You can send this to him/her.
Steve
This is my slide summarizing all trials of emergent vs. delayed PCI for NonSTEMI:
•ABOARD* trial (n=360), Montalescot, JAMA 302:947; 2009
–1 vs. 20 hours, no diff., LMWH mostly, No sophisticated ECG analysis
–Refractory symptoms excluded
•TIMACS,* Mehta, NEJM 360:2165; 2009, 3000 patients
–No diff except for patients with in-hospital GRACE score greater than 140 (Early is better)

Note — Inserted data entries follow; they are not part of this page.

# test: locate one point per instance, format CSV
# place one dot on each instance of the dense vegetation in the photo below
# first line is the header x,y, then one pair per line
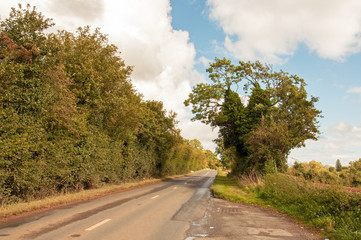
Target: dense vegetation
x,y
259,126
334,211
314,171
70,118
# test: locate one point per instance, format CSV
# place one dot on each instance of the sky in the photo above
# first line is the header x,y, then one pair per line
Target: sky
x,y
171,42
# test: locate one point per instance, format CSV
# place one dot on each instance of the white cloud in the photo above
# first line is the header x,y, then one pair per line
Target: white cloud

–Early was not very early (14 vs. 50 hours)
–Excluded
refractory ischemia (personal communication, Mehta. Even though the
methods do not state it, Dr. Mehta wrote to me in an email: "I cannot imagine that anyone would have enrolled a patient with ongoing refractory ischemia")
•ISAR-COOL,* JAMA 290:1593, 2003; n = 410
–Better early (but 2.4 hours vs. 86 hours); included tirofiban and clopidogrel 600
–Death or Large MI: 11.6% vs. 5.9%;
–Before PCI: 3 death and 10 large MI in later group vs. 0 deaths and 1 small MI in early group; After PCI: 11 MI in both groups
•LIPSIA-NSTEMI, Thiele, Eur Ht. Journal 2011, n = 400
–1.1 vs 18.6 hours. Death or MI: 21% (delayed) vs. 16% (Immediate), p = 0.17, low statistical power to detect a difference
–Excluded refractory ischemia
•ELISA PCI, van’t Hof, Eur Ht J 24:1401; 2003. N= 220. Delayed always got GP IIb IIIa inhibitor (tirofiban). All received enoxaparin.
–6 vs. 50 hours. Patent vessel: 66% (late) vs. 82% (p = 0.05)
•Meta-analysis. Katritsis Eur Ht. J 32:32; 2011 (excludes LIPSIA-NSTEMI)
–In non-urgent cases, early PCI reduces recurrent ischemia and shortens length of stay
•Summary:
–Rapid/Urgent Cath for high risk, unstable, or refractory ischemia due to ACS.